U.S. officials say that for most of the year, they have been watching with alarm a buildup of Iranian spies and militants in Iraq. “We are aware that the Iranians have been engaged in some activities in southern Iraq,” White House spokesman Sean McCormack said Monday. “We have encouraged Iraq’s neighbors to engage in constructive activities that help Iraq on its pathway to development.”

Iran, the largest Shiite Muslim nation, sees an opportunity to extend its influence in Iraq, where Shiites are also a majority, and to undermine the Bush administration, which has called Iran part of an “axis of evil.” Washington is trying to rally international opinion to force Iran to give up its nuclear program.

The fighting in Najaf, a city revered by Shiites, could also help Iran’s Islamic government increase its popularity in Iran. (Related story: Delegates call for al-Sadr to back down)

“There’s been a more aggressive Iranian pursuit of all options in Iraq,” says Judith Yaphe, a Middle East expert at the National Defense University in Washington and a former analyst for the CIA who monitors developments in Iraq and Iran. “They are helping a number of elements within Iraq,” including al-Sadr’s Mahdi Army, she says.

Hazem Shalan al-Khuzaei, Iraq’s interim defense minister, accused Iran last month of being Iraq’s “No. 1 enemy” and trying to “kill democracy” in Iraq by sending spies and weapons into the country.

Last week, Iraqi security officials arrested more than two dozen Iranians in the southern Iraqi town of Kut and said they intercepted two trucks filled with weapons on the Iran-Iraq border last Wednesday.

Iran has had close ties to southern Iraq because Shiites predominate in both places. But Saddam Hussein, a Sunni Muslim, launched an eight-year war against Iraq in 1980 and suppressed Iranian influence in Iraq until his overthrow last year. Since then, tens of thousands of Iranians have entered Iraq claiming to be religious pilgrims. An unknown number have remained.
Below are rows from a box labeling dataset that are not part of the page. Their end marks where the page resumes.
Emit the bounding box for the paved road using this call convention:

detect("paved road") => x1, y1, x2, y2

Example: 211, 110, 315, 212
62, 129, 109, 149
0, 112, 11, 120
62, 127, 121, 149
Iran has retained ties to the Supreme Council for the Islamic Revolution in Iraq, an anti-Saddam group that was based in Iran until Saddam’s ouster. Iran also has links to the Dawa or Islamic Call party, another important Iraqi Shiite group, and to Ahmad Chalabi, a Shiite exile leader who has fallen out of favor with the Bush administration over allegations that he provided U.S. intelligence information to Iran. Iran has established clinics and schools in Iraq as part of a campaign of economic aid that competes with U.S. assistance.

Juan Cole, a Middle East historian at the University of Michigan, says Iran is “behaving like a Washington lobbyist who gives money to all the major candidates” to ensure that whoever emerges in power in Iraq is not hostile to Iran’s leaders.

Iran’s hopes of seeing a friendly government installed in Baghdad have been shaken by the selection of Ayad Allawi as Iraq’s first post-Saddam prime minister. Allawi, although Shiite, is a former member of Saddam’s Baath Party, and has backers in the Sunni Muslim countries of Jordan and Saudi Arabia. Allawi was based in Jordan in the 1990s and organized the Iraqi National Accord, an anti-Saddam group, with the financial support of the CIA.

“The Iranians are very afraid that the United States will find a way to maneuver an anti-Iranian government into power,” Cole says. He says the Iranians fear elections will not be held or that Allawi will shut out pro-Iranian factions.